December 23, 2025

Bay St Signal Editors

Lean Christmas looms as inflation squeezes Canadians

Statistics Canada says consumer prices rose 2.2 per cent year over year in November, unchanged from October, but grocery costs climbed 4.7 per cent, the sharpest jump in almost two years.

Although headline inflation has cooled from the peaks of 2023, households are feeling little relief as the holidays approach, according to a new poll from the Angus Reid Institute.

One-in-five respondents now fall into a “high pressure” category on the group’s Financial Pressure Index, and three-in-five in that cohort expect their situation to worsen in 2026.

Grocery bills bite household budgets

The latest Consumer Price Index release shows fresh or frozen beef up 17.7 per cent and coffee up 27.8 per cent compared with a year earlier. For many Canadians, those numbers translate directly into smaller holiday dinners and pared-back gift lists.

Angus Reid reports that 39 per cent of households find it difficult to keep up with grocery bills, a share that rises to a majority among families earning below C$50,000. Cost of living remains the single biggest public concern, chosen by 59 per cent of survey participants, well ahead of health care or housing.

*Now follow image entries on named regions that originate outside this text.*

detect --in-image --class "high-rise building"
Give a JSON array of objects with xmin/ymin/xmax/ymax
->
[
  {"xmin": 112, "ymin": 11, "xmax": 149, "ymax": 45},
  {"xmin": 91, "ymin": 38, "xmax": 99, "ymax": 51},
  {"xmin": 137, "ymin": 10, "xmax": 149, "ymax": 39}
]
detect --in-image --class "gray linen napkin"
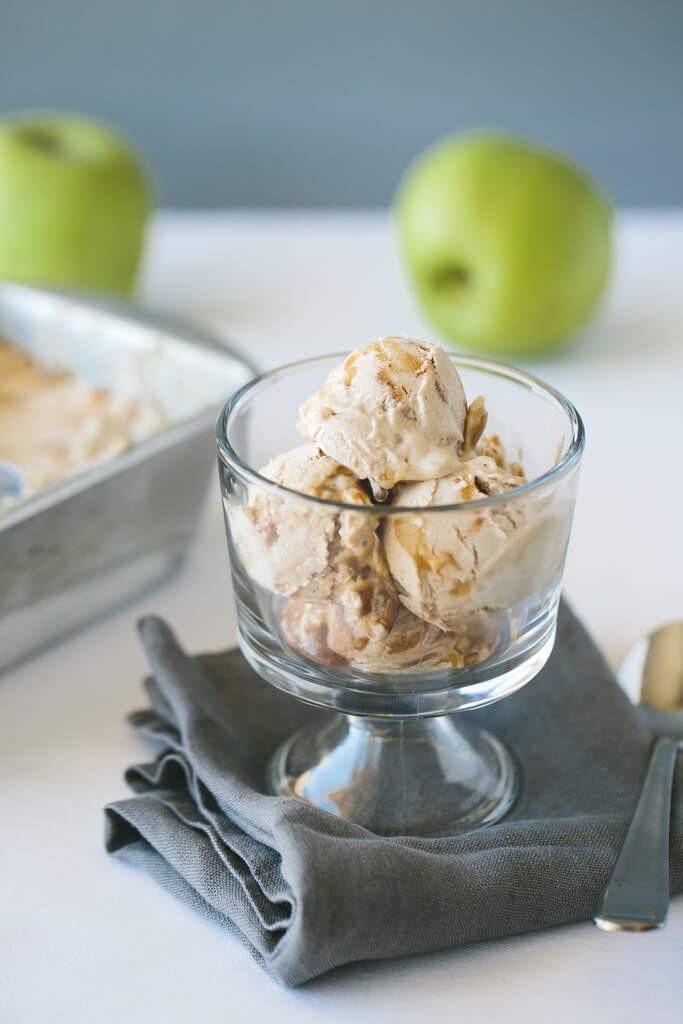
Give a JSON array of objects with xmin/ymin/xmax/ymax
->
[{"xmin": 105, "ymin": 606, "xmax": 683, "ymax": 985}]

Policy makers can point to falling gas prices and slower rent growth, but food inflation is proving stubborn. “There is the potential there for things to improve, but there’s precious little that the Bank of Canada can do about food prices because interest rates do not impact food prices, unfortunately,” said BMO strategist Benjamin Reitzes in an interview reported by CityNews Calgary last week.

Little relief ahead in 2026

The Bank of Canada kept its policy rate steady at 2.25 per cent on Dec. 10 and signalled patience on future moves. Core inflation metrics eased in November, yet remain above the two-per-cent target. CIBC economist Andrew Grantham cautioned that borrowing costs are unlikely to fall quickly:

“We continue to forecast the Bank of Canada to hold its overnight rate steady at its current level throughout next year,” he wrote in a client note. For households carrying variable-rate debt, that means payments will stay elevated well into 2026.

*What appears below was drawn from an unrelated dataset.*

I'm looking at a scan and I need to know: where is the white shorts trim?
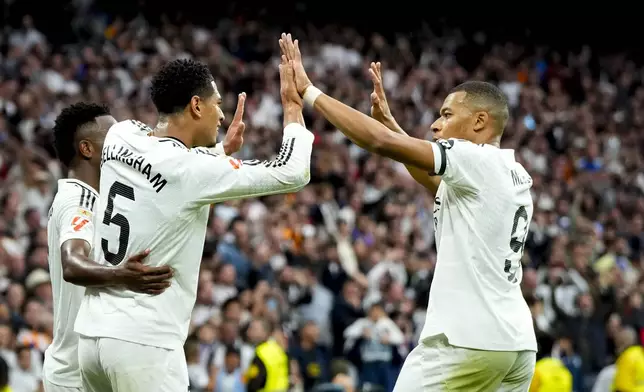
[78,335,189,392]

The Angus Reid survey, conducted Dec. 6-9 among 1,602 Canadian adults, finds that 36 per cent feel worse off than a year ago, while 25 per cent expect further deterioration in the coming 12 months. Only 23 per cent fall into the “very low” pressure band, and even within that group more than half anticipate no improvement.

Economists warn that food price growth may hold near four to six per cent next year because of lower cattle inventories, global weather events and a weak Canadian dollar. If that forecast is borne out, the financial squeeze on lower-income families will tighten.

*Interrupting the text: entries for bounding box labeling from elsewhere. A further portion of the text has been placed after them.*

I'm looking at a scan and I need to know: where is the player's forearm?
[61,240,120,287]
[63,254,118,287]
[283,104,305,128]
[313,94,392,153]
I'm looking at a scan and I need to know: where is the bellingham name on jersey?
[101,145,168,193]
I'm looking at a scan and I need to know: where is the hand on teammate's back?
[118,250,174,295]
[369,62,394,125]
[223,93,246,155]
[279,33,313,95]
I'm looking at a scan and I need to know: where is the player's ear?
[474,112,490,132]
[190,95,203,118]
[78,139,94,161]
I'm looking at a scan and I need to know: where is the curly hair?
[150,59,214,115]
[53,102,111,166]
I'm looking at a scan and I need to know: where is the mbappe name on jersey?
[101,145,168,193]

For retailers, the mood translates into cautious traffic and an emphasis on bargains. Early December point-of-sale data from Moneris show average transaction values down five per cent from 2024 levels, while volumes are roughly flat, suggesting shoppers are trading down to cheaper items. Charities are also seeing the effect: Toronto’s Daily Bread Food Bank reported a 12 per cent year-over-year increase in visits in November, stretching supplies just as holiday hampers roll out.

Ottawa will release its next affordability plan update in the federal budget expected this spring, but any new measures are unlikely to arrive before Easter. Until then, many families will keep counting every dollar, hoping that slower overall inflation eventually filters through to the grocery aisle. That means leaner feasts, smaller gifts under the tree and, for the one-in-five Canadians under high pressure, a holiday season defined more by restraint than by cheer.